E-Mail Address Changed without Notice

Hi,

Our web site administrator stopped receiving emails from the club, and it took us some time to realize what happened. As the backup administrator, I was able to login to the admin console, and noticed the administrator's eMail address had been changed. It was changed to something that looked like it was system generated. Something along the lines of "donotsend" or "noresponse" or some other address @adomain.com. I did not write it down, but simply changed it back to what it was supposed to be. We do not know how it was changed, but being an IT professional myself, I know these things do not change by themselves. The administrator did realize that back in December she received a message from the server that an unknown device tried to log in as the administrator. She did not do anything with the email, that is, she did not indicate the access was OK, or it was not to be trusted. She did not share that information with me until earlier today.

Two questions:
1. When this type of event occurs, does FTH change the admin's address to protect the account from being compromised, until one of the two options in the warning email are clicked?
2. Is there an audit log available that could show us when the email was changed, by whom, and the value it was changed to?

Thank you for any support you can provide. I am with club 3498, District 123, Div M Area 31.

The system keeps track of when emails sent to email addresses bounce.   When the bounce count is >= 4 bounces, the email address is removed in the system by the server code and replaced w/ a generated noemail- address to prevent additional bounces and prevent the server's email reputation from being adversely impacted.  A login message is generated to the website admin in this case.  (e.g. you should review the past admin messages to your admin)

Even if you put the email address back, if it is listed as "bounced out" in our bounce tracking db table, it may still not work.  We would need to check it and possibly reset the bounce count.

Thank you for the response. We have reset the email and they are flowing again, so we do not need to look at resetting the counter. The question then is why we’re the emails bouncing? Either the recipients server was sending the bounce messages in error, or the email address was changed to an undeliverable one. 
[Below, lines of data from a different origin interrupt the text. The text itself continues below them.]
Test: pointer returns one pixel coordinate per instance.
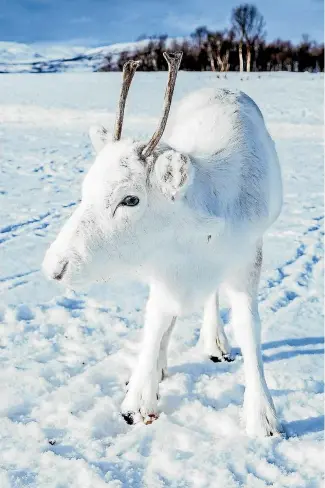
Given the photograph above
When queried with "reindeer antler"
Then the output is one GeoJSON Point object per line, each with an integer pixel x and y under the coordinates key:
{"type": "Point", "coordinates": [174, 61]}
{"type": "Point", "coordinates": [129, 69]}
Can you answer the other part of my question? Is there an audit log available to see who changed what, and when?

thanks again

There is not a log in the sense of what you are thinking.  However, as I mentioned, there is a bounce log...  I will need the email address in question...

Thank you Steve. I sent you the email address in a PM.

If you find it in the bounce log, then we know the problem was in the email server sending the undeliverable notices. I was asking about an audit log, in the event it was a different address, we could try and figure out when it was changed. I suppose that the first entry in the bounce log would give us an idea of when it may have been changed, or at least the first time an email was sent after the change was made.

The email addresses were not found in the bounce log.  A bouncing email address is the only situation where I can think of the code changing an email address.  (I am the sole code maintainer.)  I specifically try to avoid having the code changing user data / settings any more than is absolutely necessary.